ZeroShape: Regression-based Zero-shot Shape Reconstruction
Zixuan Huang, Stefan Stojanov, Anh Thai, Varun Jampani, James M. Rehg
TL;DR
ZeroShape tackles single-image zero-shot 3D shape reconstruction with a regression-based approach that regresses a view-centric occupancy field. It introduces a geometric processing unit consisting of depth/intrinsics estimation, a differentiable unprojection to a projection map, and a projection-guided cross-attention reconstructor, all trained with a two-stage loss culminating in 3D occupancy supervision.
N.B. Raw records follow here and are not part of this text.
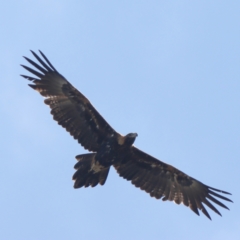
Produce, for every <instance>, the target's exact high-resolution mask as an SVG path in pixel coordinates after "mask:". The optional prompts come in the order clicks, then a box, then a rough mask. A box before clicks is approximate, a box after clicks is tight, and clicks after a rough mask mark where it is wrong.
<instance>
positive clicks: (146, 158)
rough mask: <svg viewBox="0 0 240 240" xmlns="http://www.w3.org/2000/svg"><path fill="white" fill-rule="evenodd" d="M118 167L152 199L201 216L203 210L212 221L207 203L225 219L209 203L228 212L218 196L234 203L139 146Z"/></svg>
mask: <svg viewBox="0 0 240 240" xmlns="http://www.w3.org/2000/svg"><path fill="white" fill-rule="evenodd" d="M114 167H115V168H116V170H117V172H118V173H119V175H120V176H121V177H123V178H125V179H126V180H130V181H131V182H132V184H133V185H135V186H136V187H139V188H140V189H142V190H145V191H146V192H147V193H149V194H150V196H151V197H155V198H157V199H160V198H162V200H163V201H166V200H169V201H174V202H175V203H177V204H180V203H183V204H184V205H185V206H188V207H190V209H191V210H192V211H193V212H195V213H196V214H197V215H199V212H198V209H199V210H201V211H202V212H203V213H204V214H205V215H206V216H207V217H208V218H209V219H211V217H210V215H209V214H208V212H207V210H206V209H205V207H204V205H203V203H204V204H205V205H206V206H208V207H209V208H210V209H212V210H213V211H214V212H216V213H217V214H219V215H220V216H221V214H220V212H219V211H218V210H217V209H216V208H215V207H214V206H213V205H212V203H211V202H209V200H211V201H212V202H214V203H216V204H217V205H219V206H221V207H223V208H226V209H228V207H226V206H225V205H224V204H223V203H221V202H220V201H219V200H217V199H216V197H218V198H220V199H223V200H226V201H229V202H232V201H231V200H230V199H228V198H226V197H224V196H222V195H220V194H218V193H216V192H221V193H224V194H230V193H228V192H225V191H222V190H218V189H215V188H212V187H209V186H207V185H205V184H203V183H201V182H200V181H198V180H196V179H194V178H192V177H190V176H188V175H186V174H185V173H183V172H181V171H179V170H178V169H176V168H174V167H173V166H171V165H168V164H166V163H164V162H161V161H159V160H157V159H156V158H154V157H152V156H150V155H148V154H146V153H144V152H142V151H141V150H139V149H137V148H136V147H132V148H131V149H130V151H129V152H128V153H127V154H126V155H125V156H124V158H123V159H122V162H120V163H118V164H115V165H114Z"/></svg>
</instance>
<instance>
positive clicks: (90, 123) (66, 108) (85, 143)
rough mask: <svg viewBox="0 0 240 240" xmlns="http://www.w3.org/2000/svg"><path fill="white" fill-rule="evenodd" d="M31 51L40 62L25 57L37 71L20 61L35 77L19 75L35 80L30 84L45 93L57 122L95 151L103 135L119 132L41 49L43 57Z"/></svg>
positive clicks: (74, 138)
mask: <svg viewBox="0 0 240 240" xmlns="http://www.w3.org/2000/svg"><path fill="white" fill-rule="evenodd" d="M31 52H32V54H33V55H34V57H35V58H36V59H37V60H38V62H39V63H40V65H39V64H37V63H36V62H34V61H32V60H30V59H29V58H27V57H24V58H25V59H26V60H27V61H28V62H29V63H30V64H32V65H33V66H34V67H35V68H36V69H37V70H38V71H36V70H34V69H32V68H30V67H27V66H24V65H21V66H22V67H24V68H25V69H26V70H28V71H29V72H30V73H32V74H33V75H35V77H30V76H26V75H21V76H22V77H24V78H26V79H28V80H30V81H32V82H33V83H34V84H29V86H30V87H32V88H33V89H34V90H36V91H38V92H39V93H40V94H41V95H42V96H44V97H46V99H45V101H44V102H45V103H46V104H47V105H49V106H50V108H51V109H52V110H51V114H52V115H53V118H54V120H56V121H57V122H58V124H59V125H61V126H62V127H64V128H65V129H66V130H67V131H68V132H69V133H70V134H71V135H72V136H73V137H74V139H77V140H78V142H79V143H80V144H81V145H82V146H83V147H84V148H85V149H88V150H89V151H97V150H98V149H99V146H100V143H101V142H102V141H104V140H105V139H106V138H109V137H110V136H113V135H115V136H116V137H117V136H119V134H118V133H117V132H115V131H114V130H113V128H112V127H111V126H110V125H109V124H108V123H107V122H106V121H105V120H104V119H103V117H102V116H101V115H100V114H99V113H98V112H97V110H96V109H95V108H94V107H93V106H92V104H91V103H90V101H89V100H88V99H87V98H86V97H85V96H84V95H83V94H81V93H80V92H79V91H78V90H77V89H76V88H74V87H73V86H72V85H71V84H70V83H69V82H68V81H67V80H66V79H65V78H64V77H63V76H62V75H61V74H60V73H58V71H57V70H56V69H55V68H54V67H53V65H52V64H51V63H50V62H49V60H48V59H47V58H46V56H45V55H44V54H43V53H42V52H41V51H39V52H40V54H41V56H42V58H43V59H44V60H45V61H44V60H42V59H41V58H40V57H39V56H38V55H37V54H36V53H34V52H33V51H31Z"/></svg>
A large, standardized benchmark—built from ShapeNet, Objaverse, OmniObject3D, Ocrtoc3D, and Pix3D—enables robust evaluation of zero-shot generalization, showing ZeroShape achieves state-of-the-art results while using significantly less data and compute than prior generative methods. This work shifts the paradigm toward efficient, regression-based zero-shot 3D reconstruction and provides a valuable, scalable evaluation resource for the community.
Abstract
We study the problem of single-image zero-shot 3D shape reconstruction. Recent works learn zero-shot shape reconstruction through generative modeling of 3D assets, but these models are computationally expensive at train and inference time. In contrast, the traditional approach to this problem is regression-based, where deterministic models are trained to directly regress the object shape. Such regression methods possess much higher computational efficiency than generative methods. This raises a natural question: is generative modeling necessary for high performance, or conversely, are regression-based approaches still competitive? To answer this, we design a strong regression-based model, called ZeroShape, based on the converging findings in this field and a novel insight. We also curate a large real-world evaluation benchmark, with objects from three different real-world 3D datasets. This evaluation benchmark is more diverse and an order of magnitude larger than what prior works use to quantitatively evaluate their models, aiming at reducing the evaluation variance in our field. We show that ZeroShape not only achieves superior performance over state-of-the-art methods, but also demonstrates significantly higher computational and data efficiency.